Me pareció gracioso. Porque parece cómo nuestro pequeño secreto. Mi hijo no esconde que le encantan sus peluches. De hecho para su octavo cumpleaños, sigue pidiendo que le regalemos más peluches de personajes que aparecen en las sagas de Mario Bross. Quiere jugar conmigo, aunque yo, me siento un poco cansada, y no tengo tanta inventiva ya. Me gusta sentarme, iniciarles en el juego, y luego observarles. Pero, el juego de hablar, etc. últimamente, me cuesta bastante. Me estaré volviendo apática y aburrida, no sé. El caso es, que de momento, al menos un día a la semana, he decidido, jugar con él. Y el resto de días, realizar otro tipo de actividades con ellos que implique a ambos y se diviertan juntos.
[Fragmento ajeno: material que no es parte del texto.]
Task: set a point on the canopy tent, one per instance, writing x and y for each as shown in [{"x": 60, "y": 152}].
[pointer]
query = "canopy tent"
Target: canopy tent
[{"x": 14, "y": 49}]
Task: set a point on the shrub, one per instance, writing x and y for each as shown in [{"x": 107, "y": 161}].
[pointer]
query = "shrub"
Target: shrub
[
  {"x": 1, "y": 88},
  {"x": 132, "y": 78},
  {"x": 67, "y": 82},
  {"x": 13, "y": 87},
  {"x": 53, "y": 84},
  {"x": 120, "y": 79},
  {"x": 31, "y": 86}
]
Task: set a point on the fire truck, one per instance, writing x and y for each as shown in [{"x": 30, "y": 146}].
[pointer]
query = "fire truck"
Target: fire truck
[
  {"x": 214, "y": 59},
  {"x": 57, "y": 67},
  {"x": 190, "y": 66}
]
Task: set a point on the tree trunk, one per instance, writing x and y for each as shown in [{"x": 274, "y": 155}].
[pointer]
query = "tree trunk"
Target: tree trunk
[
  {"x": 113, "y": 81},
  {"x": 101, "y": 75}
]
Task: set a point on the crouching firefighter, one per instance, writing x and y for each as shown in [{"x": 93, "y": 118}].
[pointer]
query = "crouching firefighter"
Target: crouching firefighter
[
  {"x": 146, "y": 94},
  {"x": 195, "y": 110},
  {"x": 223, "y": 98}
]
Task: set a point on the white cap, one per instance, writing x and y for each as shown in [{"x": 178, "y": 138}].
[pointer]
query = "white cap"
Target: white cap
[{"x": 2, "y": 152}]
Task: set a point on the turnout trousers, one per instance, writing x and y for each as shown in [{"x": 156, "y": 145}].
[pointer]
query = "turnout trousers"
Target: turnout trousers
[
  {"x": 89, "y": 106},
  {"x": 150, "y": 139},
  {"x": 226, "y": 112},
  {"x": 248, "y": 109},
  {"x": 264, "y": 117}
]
El pequeño de mis hijos, no me demanda tanto para jugar. Si estamos todos juntos en la misma habitación, la verdad es, que suele entretenerse él sólo. Coge a sus muñecos, le gustan más, los playmobil, o los coches…y suele hablar con ellos. Tiene también imaginación. Y, aunque suele «copiarse» de los tipos de juegos de su hermano, ahora ya, tiene también su propia imaginación.
Es complicado intentar jugar cuándo a una no le quedan fuerzas mentales para realizarlo. Me siento triste porque veo que mi vida se pasa sin aprovecharla al máximo. Hay que jugar con los niños, también dejarles su espacio. Nunca he sido de las que se sentaba y miraba el televisor, y dejaba a los niños jugar sólos, o que cogiesen la tablet, o estuviesen viendo dibujos toda la tarde. Descubrí que la única manera de que desconectaran, era interfiriendo entre la tecnología y ellos. Me ha ido bien. Pero reconozco que he llegado cómo al límite de mis fuerzas.
De todas formas, voy a seguir jugando con ellos. Intentando que descubran su imaginación, y hasta dónde pueden llegar. Dentro de unos años, no me necesitarán, y entonces ya me sentaré a leer o ver la televisión.